Ethical Issues Raised About Proposed Database of Children with Complex Medical Problems
A proposed U.S. database of children with complex medical problems, including muscular dystrophy (MD), has raised concern at a respected public policy institute.
Researchers at the Houston institute contend that the database could be used to discriminate against the children and their families, in particular to deny them health insurance.
Dr. Quianta Moore, Tara Blagg and Hannah Todd of Rice University’s Baker Institute for Public Policy outlined their concerns in a paper titled “Ethical Considerations of a National Database for Children with Medical Complexity.
Medical professionals call these youngsters Children with Medical Complexity. They account for only about half a percent of all American children, but represent almost a third of children’s healthcare spending. They also account for more than half of the cost of admissions to children’s hospitals and 85 percent of 30-day unplanned hospital re-admissions.
The children’s medical needs are often so complex that they require the services of different specialists, which makes their medical care fragmented.

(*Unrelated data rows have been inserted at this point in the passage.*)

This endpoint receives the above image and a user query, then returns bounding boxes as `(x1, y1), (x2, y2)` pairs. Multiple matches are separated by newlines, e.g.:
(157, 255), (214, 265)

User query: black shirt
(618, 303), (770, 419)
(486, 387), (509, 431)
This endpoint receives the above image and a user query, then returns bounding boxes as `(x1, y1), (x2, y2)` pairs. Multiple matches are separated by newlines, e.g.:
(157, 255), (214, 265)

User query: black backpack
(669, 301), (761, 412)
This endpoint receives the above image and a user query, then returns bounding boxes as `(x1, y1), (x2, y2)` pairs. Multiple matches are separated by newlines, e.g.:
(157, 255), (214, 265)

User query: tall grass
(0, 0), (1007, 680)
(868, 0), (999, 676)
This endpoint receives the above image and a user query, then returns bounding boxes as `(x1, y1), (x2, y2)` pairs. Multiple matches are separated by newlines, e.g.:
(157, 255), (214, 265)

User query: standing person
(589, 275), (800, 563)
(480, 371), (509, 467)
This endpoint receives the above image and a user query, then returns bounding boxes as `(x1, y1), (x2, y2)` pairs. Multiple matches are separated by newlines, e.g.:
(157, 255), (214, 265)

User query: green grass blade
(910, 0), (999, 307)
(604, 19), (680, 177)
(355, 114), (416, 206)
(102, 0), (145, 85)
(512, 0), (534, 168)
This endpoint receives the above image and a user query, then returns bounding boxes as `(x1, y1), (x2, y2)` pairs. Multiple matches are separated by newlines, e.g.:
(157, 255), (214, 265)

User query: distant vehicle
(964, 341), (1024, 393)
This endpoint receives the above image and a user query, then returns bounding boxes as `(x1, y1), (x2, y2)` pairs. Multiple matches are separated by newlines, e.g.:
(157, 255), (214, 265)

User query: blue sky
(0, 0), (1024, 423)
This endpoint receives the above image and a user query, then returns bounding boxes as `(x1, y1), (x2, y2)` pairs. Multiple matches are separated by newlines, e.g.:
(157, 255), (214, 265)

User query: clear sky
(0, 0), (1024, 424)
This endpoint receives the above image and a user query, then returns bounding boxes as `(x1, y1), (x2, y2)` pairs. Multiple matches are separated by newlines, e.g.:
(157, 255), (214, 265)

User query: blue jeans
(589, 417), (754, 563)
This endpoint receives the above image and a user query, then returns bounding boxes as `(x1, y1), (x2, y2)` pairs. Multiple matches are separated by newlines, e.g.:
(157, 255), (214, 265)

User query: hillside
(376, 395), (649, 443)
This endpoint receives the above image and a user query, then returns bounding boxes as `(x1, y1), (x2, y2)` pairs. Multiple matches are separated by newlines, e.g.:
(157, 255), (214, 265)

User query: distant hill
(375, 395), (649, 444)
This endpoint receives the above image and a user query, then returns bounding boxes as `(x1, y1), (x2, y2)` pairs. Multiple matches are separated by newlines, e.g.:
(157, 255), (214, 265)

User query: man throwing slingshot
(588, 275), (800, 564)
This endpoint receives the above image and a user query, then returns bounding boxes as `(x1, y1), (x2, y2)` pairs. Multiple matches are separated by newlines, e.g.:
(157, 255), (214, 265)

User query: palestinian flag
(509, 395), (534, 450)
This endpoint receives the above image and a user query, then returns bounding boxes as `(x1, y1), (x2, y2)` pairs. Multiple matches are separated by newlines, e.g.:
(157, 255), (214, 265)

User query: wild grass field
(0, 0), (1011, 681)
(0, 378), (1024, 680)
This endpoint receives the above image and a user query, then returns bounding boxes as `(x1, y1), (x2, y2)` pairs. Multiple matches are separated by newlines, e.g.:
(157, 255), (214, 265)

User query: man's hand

“Though children with medical complexity depend on comprehensive care, they have to navigate a health care system that struggles to effectively coordinate health care services,” the Baker institute team wrote in an issue brief. “This lack of coordination likely contributes to the high rates of adverse events (such as medical errors) that children with medical complexity experience compared to all other groups of children.”
Congress took up legislation known as the Advancing Care for Exceptional (ACE) Kids Act in 2015. It included a provision for the database. It failed to pass, but a 2017 version was introduced in Congress in February.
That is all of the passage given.